The Digital Disruption Chair at ESSEC Business School has launched its first Digital Disruption Matrix 2025, outlining the influence of six major technologies across 11 key sectors.

Key technologies assessed

The Digital Disruption Matrix 2025 analyses generative AI, descriptive AI, quantum computing, blockchain, robotics and automation, and renewable energy and storage. These technologies have been measured for their disruption potential using a composite scoring system, drawing from the volume and trends of academic publications, patent filings, citations, and input from industry professionals.

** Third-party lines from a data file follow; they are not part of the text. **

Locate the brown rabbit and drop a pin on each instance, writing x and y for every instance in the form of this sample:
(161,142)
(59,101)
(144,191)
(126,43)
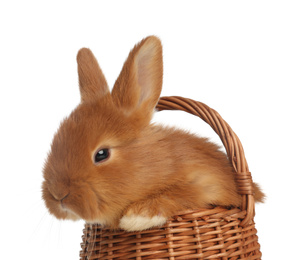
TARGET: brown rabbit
(108,164)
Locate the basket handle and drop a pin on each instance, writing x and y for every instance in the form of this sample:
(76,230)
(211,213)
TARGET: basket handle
(230,141)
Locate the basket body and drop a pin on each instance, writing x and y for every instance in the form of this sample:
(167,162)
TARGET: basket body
(215,233)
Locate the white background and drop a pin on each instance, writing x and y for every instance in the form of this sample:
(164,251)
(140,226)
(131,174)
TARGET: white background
(243,58)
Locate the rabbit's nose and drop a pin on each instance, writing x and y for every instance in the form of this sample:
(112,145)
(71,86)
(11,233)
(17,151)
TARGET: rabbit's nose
(59,195)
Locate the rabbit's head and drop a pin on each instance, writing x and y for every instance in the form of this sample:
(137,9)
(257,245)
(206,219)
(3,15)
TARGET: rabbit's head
(89,173)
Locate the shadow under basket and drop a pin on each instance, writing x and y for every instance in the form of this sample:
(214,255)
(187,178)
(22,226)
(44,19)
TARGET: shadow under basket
(215,233)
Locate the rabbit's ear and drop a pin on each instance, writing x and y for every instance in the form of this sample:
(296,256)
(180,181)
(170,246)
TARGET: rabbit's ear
(92,82)
(138,87)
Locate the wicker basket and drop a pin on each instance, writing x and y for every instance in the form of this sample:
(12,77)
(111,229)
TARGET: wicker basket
(217,233)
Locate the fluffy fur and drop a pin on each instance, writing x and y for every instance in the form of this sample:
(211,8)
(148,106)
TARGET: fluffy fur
(152,172)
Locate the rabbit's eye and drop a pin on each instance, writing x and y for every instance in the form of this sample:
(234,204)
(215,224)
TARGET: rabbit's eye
(101,155)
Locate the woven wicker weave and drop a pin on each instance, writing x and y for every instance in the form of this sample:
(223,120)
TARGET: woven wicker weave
(216,233)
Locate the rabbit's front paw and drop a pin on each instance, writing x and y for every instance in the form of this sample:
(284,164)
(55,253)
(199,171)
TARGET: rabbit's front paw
(134,222)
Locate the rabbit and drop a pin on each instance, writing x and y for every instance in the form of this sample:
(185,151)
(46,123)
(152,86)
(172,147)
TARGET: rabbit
(109,164)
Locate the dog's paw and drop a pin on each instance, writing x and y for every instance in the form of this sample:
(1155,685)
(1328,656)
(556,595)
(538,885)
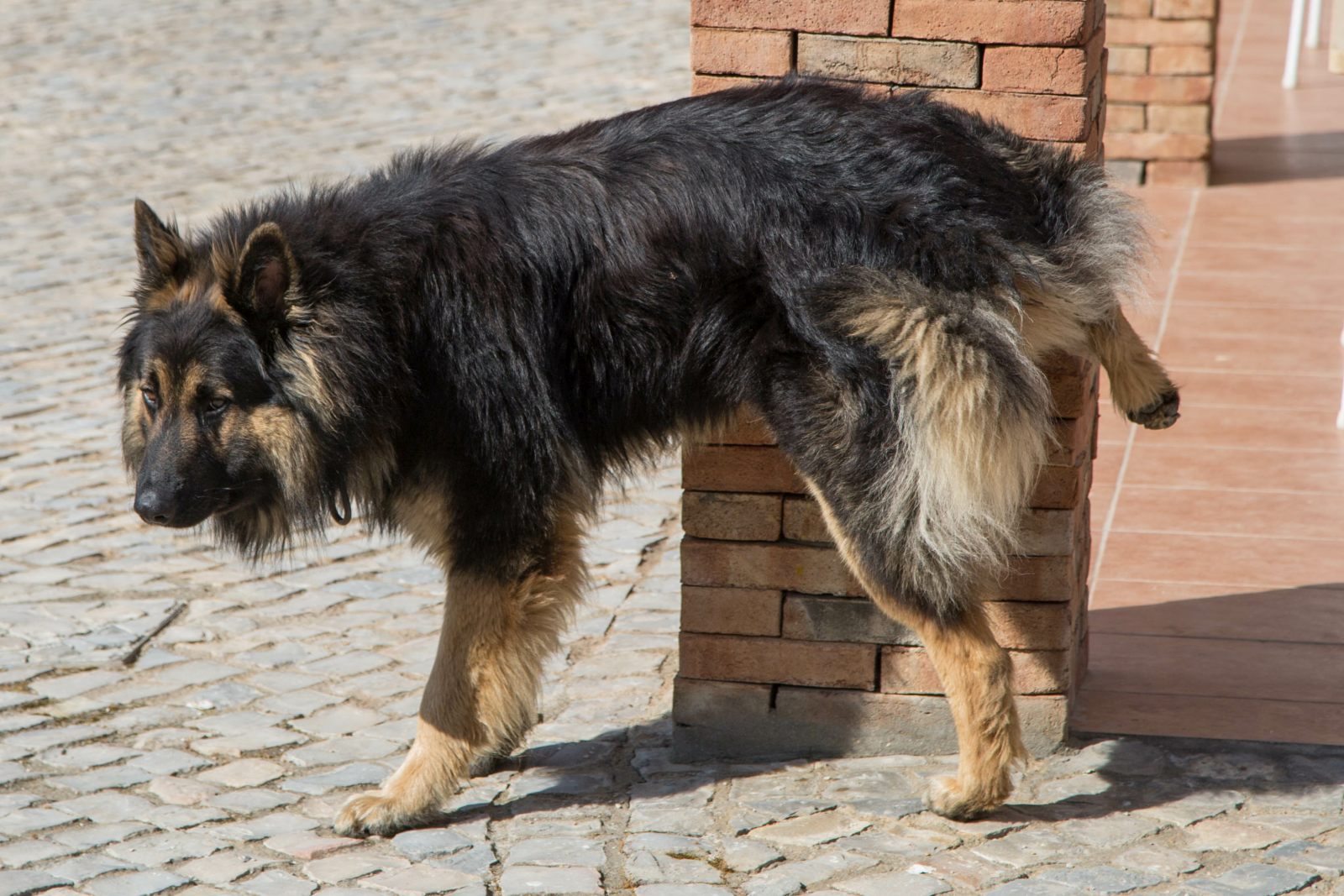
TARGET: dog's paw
(952,799)
(376,813)
(947,799)
(1160,414)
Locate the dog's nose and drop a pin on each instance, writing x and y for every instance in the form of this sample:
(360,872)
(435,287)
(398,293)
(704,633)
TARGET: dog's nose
(152,506)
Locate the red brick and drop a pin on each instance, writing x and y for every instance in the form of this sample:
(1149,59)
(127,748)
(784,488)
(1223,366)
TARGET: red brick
(1156,145)
(816,664)
(1155,33)
(727,51)
(1073,437)
(756,564)
(1059,486)
(1179,120)
(1073,382)
(810,617)
(1032,625)
(702,85)
(1160,87)
(1128,60)
(1035,116)
(743,427)
(1176,174)
(1122,117)
(1035,672)
(1043,579)
(1019,22)
(756,611)
(1128,8)
(904,62)
(803,521)
(738,468)
(1186,8)
(828,16)
(1048,532)
(1182,60)
(1059,70)
(732,515)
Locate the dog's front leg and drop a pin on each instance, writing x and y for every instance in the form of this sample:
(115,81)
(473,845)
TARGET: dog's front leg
(481,691)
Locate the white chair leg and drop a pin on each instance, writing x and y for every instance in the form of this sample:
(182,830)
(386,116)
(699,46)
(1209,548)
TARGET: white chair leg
(1314,24)
(1339,421)
(1294,43)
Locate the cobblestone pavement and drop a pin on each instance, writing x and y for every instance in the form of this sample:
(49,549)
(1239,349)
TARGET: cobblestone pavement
(215,762)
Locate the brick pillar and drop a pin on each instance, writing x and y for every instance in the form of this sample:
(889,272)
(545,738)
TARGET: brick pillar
(1160,90)
(781,654)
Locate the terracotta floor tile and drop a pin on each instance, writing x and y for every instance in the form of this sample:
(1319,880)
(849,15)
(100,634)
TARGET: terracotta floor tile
(1196,626)
(1252,258)
(1230,613)
(1268,228)
(1233,468)
(1272,320)
(1167,207)
(1260,285)
(1213,718)
(1283,391)
(1276,201)
(1250,429)
(1283,515)
(1216,668)
(1250,165)
(1223,558)
(1193,348)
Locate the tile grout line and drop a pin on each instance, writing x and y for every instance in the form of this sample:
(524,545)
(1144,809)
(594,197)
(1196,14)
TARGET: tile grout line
(1133,430)
(1225,86)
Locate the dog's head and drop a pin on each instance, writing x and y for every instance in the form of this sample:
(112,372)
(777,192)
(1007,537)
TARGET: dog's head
(208,429)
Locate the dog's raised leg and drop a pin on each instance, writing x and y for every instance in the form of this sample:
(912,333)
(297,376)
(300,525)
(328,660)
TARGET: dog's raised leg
(1139,385)
(483,688)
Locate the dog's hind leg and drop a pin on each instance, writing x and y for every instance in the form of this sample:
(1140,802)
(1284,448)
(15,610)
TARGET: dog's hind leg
(1139,385)
(976,676)
(483,688)
(921,445)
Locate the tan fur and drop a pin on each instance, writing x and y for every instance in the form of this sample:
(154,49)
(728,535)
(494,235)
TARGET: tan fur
(1137,379)
(976,674)
(974,452)
(483,689)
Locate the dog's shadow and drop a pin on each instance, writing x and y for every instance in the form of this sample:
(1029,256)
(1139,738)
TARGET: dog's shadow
(1090,779)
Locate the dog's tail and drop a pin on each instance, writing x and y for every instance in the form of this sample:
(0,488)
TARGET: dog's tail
(1097,249)
(972,411)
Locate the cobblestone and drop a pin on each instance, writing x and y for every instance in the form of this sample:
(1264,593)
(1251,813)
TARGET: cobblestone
(215,762)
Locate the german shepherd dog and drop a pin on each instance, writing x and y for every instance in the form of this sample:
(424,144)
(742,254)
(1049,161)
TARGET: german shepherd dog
(464,345)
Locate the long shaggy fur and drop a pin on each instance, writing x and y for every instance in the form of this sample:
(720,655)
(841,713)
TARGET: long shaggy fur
(467,343)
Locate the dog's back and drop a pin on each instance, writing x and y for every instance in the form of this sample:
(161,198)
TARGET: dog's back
(470,342)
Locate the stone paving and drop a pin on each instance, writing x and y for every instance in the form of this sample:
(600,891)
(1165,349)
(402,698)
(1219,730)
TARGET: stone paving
(215,761)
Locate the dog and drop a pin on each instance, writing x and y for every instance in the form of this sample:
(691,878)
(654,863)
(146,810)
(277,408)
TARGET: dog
(468,343)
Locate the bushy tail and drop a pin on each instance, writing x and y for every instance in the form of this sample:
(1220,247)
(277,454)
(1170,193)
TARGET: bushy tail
(974,416)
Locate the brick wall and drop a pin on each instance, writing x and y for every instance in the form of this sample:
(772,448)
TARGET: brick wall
(1160,90)
(781,653)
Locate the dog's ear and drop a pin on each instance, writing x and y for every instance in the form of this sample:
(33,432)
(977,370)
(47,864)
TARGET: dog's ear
(265,282)
(161,251)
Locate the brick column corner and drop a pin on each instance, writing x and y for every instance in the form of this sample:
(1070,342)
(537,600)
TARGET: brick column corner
(781,654)
(1160,90)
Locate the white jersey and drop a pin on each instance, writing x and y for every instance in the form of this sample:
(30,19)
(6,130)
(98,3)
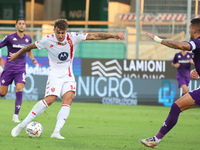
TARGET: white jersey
(61,54)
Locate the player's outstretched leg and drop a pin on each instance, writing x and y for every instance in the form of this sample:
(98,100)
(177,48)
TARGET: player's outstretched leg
(17,130)
(150,142)
(57,136)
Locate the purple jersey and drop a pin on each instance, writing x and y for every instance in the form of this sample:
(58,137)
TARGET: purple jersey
(195,47)
(14,43)
(184,61)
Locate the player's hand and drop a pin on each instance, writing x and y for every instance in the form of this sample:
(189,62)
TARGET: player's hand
(34,62)
(120,36)
(194,74)
(150,35)
(12,56)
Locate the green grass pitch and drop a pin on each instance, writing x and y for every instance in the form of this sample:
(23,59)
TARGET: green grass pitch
(93,126)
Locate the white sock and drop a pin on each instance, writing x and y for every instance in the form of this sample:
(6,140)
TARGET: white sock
(61,117)
(37,109)
(157,140)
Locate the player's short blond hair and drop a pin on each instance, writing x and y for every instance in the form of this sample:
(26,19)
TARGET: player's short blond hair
(61,24)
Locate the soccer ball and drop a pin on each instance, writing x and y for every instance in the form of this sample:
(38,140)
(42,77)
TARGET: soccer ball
(34,129)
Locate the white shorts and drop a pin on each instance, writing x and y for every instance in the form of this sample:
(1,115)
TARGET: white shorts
(59,86)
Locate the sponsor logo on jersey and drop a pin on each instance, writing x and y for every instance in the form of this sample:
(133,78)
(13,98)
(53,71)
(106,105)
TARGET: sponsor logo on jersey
(63,56)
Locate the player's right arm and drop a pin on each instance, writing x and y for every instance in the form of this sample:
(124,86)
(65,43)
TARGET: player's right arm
(185,46)
(14,56)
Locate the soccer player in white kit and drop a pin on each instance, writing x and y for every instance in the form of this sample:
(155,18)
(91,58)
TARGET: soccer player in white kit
(61,48)
(1,63)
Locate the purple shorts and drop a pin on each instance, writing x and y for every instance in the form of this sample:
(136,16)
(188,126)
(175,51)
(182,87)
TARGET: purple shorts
(182,81)
(195,94)
(8,76)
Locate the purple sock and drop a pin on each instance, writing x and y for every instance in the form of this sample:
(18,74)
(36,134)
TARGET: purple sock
(2,95)
(18,102)
(170,121)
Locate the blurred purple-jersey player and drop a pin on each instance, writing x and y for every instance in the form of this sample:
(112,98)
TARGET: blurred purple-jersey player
(182,61)
(16,70)
(189,100)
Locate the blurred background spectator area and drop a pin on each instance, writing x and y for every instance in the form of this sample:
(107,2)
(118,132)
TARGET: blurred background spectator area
(166,18)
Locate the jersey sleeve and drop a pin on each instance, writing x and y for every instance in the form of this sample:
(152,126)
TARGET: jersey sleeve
(79,36)
(4,42)
(40,44)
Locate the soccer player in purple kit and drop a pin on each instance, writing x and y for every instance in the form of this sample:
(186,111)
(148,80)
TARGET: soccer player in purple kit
(182,61)
(16,70)
(189,100)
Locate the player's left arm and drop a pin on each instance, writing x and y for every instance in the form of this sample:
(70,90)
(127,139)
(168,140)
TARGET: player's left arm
(185,46)
(30,55)
(103,36)
(13,56)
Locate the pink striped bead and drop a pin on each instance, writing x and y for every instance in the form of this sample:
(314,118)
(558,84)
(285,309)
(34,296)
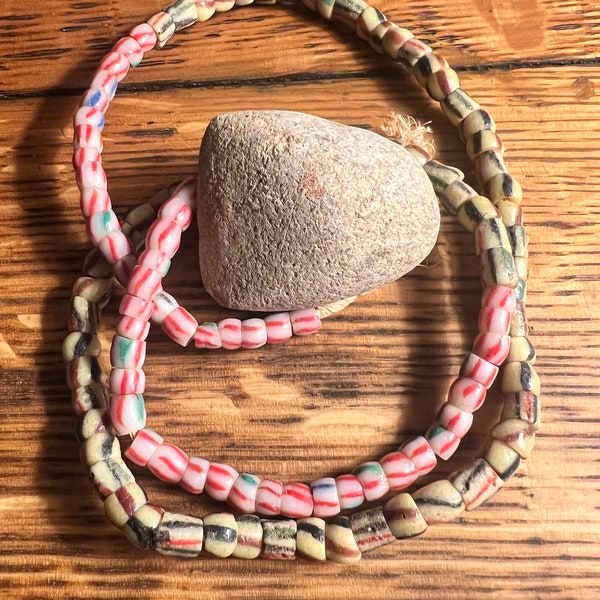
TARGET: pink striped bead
(87,136)
(194,477)
(164,236)
(207,336)
(268,497)
(130,49)
(474,367)
(178,211)
(180,326)
(456,421)
(219,481)
(100,224)
(144,445)
(492,347)
(155,259)
(305,321)
(115,246)
(106,81)
(243,492)
(494,320)
(93,201)
(132,306)
(296,500)
(82,155)
(127,381)
(279,328)
(145,36)
(499,296)
(169,463)
(90,174)
(373,480)
(89,115)
(116,64)
(144,283)
(421,454)
(164,304)
(350,491)
(127,413)
(97,98)
(230,331)
(254,333)
(325,498)
(132,328)
(443,443)
(399,470)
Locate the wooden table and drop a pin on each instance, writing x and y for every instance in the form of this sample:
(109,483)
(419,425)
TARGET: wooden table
(378,371)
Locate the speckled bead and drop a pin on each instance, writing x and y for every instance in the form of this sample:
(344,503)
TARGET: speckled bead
(78,344)
(179,535)
(518,434)
(340,544)
(476,483)
(242,494)
(475,210)
(296,500)
(219,481)
(421,454)
(207,336)
(122,504)
(350,491)
(439,502)
(168,463)
(250,535)
(310,539)
(305,322)
(268,497)
(325,497)
(399,470)
(443,442)
(144,445)
(370,529)
(194,476)
(220,534)
(502,458)
(524,406)
(141,528)
(110,475)
(403,517)
(279,539)
(456,421)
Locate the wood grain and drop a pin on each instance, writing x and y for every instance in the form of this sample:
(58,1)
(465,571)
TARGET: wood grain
(378,371)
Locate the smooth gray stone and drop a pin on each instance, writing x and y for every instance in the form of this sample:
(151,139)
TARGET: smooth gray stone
(295,211)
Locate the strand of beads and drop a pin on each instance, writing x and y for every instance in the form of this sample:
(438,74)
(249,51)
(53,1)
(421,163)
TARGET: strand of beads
(404,515)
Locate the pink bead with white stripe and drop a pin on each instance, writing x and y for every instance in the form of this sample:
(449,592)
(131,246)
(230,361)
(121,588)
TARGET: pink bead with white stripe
(180,326)
(474,367)
(254,333)
(268,497)
(325,498)
(421,454)
(305,322)
(296,500)
(279,328)
(144,445)
(230,331)
(220,480)
(466,393)
(399,470)
(350,491)
(168,463)
(194,477)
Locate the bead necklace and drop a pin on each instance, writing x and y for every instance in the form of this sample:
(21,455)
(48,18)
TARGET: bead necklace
(116,408)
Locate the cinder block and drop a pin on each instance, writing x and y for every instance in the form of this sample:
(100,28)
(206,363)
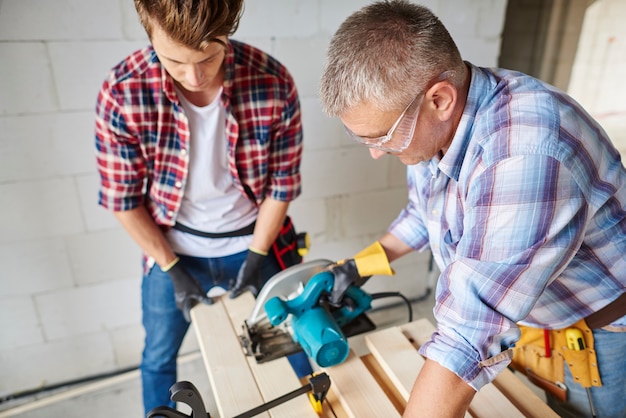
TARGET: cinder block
(460,17)
(97,218)
(266,45)
(31,88)
(279,18)
(30,267)
(104,256)
(341,171)
(372,212)
(337,249)
(308,215)
(46,145)
(78,85)
(79,311)
(482,52)
(19,323)
(333,13)
(321,131)
(397,173)
(39,209)
(55,362)
(127,344)
(131,26)
(490,20)
(59,20)
(304,57)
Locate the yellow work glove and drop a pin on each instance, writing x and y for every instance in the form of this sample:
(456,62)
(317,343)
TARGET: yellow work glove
(355,271)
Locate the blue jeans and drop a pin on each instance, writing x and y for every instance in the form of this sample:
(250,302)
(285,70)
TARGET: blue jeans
(608,400)
(166,327)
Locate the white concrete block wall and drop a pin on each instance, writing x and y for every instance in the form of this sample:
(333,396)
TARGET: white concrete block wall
(599,69)
(70,276)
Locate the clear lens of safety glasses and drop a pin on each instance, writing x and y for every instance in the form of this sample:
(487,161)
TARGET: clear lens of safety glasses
(399,136)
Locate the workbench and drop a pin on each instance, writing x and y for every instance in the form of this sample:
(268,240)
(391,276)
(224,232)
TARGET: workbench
(376,384)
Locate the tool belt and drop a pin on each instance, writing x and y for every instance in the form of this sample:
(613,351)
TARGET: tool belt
(285,247)
(246,230)
(542,354)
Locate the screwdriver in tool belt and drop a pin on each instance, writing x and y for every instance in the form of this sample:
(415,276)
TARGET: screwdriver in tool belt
(576,342)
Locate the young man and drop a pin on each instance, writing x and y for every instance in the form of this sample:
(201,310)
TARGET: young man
(517,191)
(199,143)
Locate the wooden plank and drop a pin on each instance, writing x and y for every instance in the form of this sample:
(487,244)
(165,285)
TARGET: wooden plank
(384,382)
(489,401)
(397,357)
(522,396)
(274,378)
(358,391)
(233,384)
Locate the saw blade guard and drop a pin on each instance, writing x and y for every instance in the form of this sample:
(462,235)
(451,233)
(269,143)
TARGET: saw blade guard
(314,327)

Generative AI emerged as the most disruptive technology in the study, earning a disruption score of 89.45 out of 100. This score was nearly double that of the next most disruptive technology, descriptive AI, which scored 49.04. Renewable energy and storage followed with a score of 40.42, while quantum computing and robotics and automation achieved 32.47 and 19.63, respectively. Blockchain, although the focus of past industry speculation, received a score of 12.04, reflecting a lower real-world impact relative to expectations.

Trends and contrasts across sectors

The research indicates unprecedented growth rates for generative AI-related publications over the last five years, outpacing the increase in blockchain literature during the peak of the 2021 cryptocurrency surge.

Despite less media attention, descriptive AI—encompassing traditional machine learning, statistical analysis, and pattern recognition—remains foundational in business processes and forms the backbone of various emerging technologies.

AI's role in lowering the cost barriers to robotisation was also noted. By enabling the creation of synthetic training environments, artificial intelligence significantly reduces the operational entry costs associated with deploying robotics and automation.

Sector-specific findings include marked scepticism in the automotive sector regarding blockchain, with 22.7% of opinions recorded as negative. The luxury sector showed mixed responses to generative AI, identifying it as both highly positive and negative in its disruptive potential, but with minimal neutral perspective registered amongst professionals.

Real estate professionals exhibited notable enthusiasm toward renewable energy, leading with 91.1% positive opinions, a figure surpassing even that of the dedicated energy sector itself.

Quantum computing remains an area of uncertainty, with 30 to 43% of professionals across various industries expressing neutral sentiment—an indication of persistent questions over how and when to prepare for its eventual impact.

Constraints and opportunities

The study identified energy storage constraints as the primary bottleneck for technological innovation, supplanting Moore's Law as the central limitation in the pace of transformation. The increasing demand for energy from emerging technologies highlights the necessity for advances in energy infrastructure as a prerequisite for rolling out digital solutions at scale.

"The objective of this annual barometer is to precisely understand the impact of each technology by sector, while ensuring comparability between them and from year to year. Our matrix offers an objective reference framework to track the evolution of technological disruptions over time," states Jan Ondrus, Professor of Information Systems and Holder of the Digital Disruption Chair at ESSEC.

Singapore's ongoing Smart Nation initiative, which involves significant investment from both the public and private sectors, provides a backdrop to the study. The Matrix is intended to guide policymakers and business leaders towards infrastructure priorities, taking into account both the promise and the challenges that come with rapid digital transformation.

Analysis beyond the hype

"A paradox revealed by our study is that despite the spectacular breakthrough of generative AI, it has not yet reached the impact of renewable technologies, and both remain far from the implementation levels of traditional AI. The analysis of volumes, trends, and impacts allows us to put into perspective the media excitement around certain technologies," emphasizes Jan Ondrus.

The Digital Disruption Matrix not only ranks these technologies for disruption potential but also dissects sector-specific attitudes and adoption patterns. The analysis draws on over 300 global publications, scientific articles, patents, and the perspectives of 1,000 professionals worldwide, as well as insights gathered from 20 hours of interviews with 15 sector experts.

"By combining the analysis of extensive scientific data, rarely studied together, with the perspectives of professionals in the field, we offer an objective mapping of technological transformations. Our ambition is to step back from trends and depolarize the debate around current tendencies by proposing a long-term reading grid centered on an essential question: what value and what real impact for each sector? This first edition lays the foundation for a tool that will be enriched annually, allowing us to track the evolution of disruptions across the economy," explains Jérémy Beaufils, Executive Director of the Digital Disruption Chair at ESSEC.

The Digital Disruption Matrix will serve as an annual benchmark for observing the evolution of technology's impact on different sectors, with an emphasis on data-backed, comparative analysis year on year.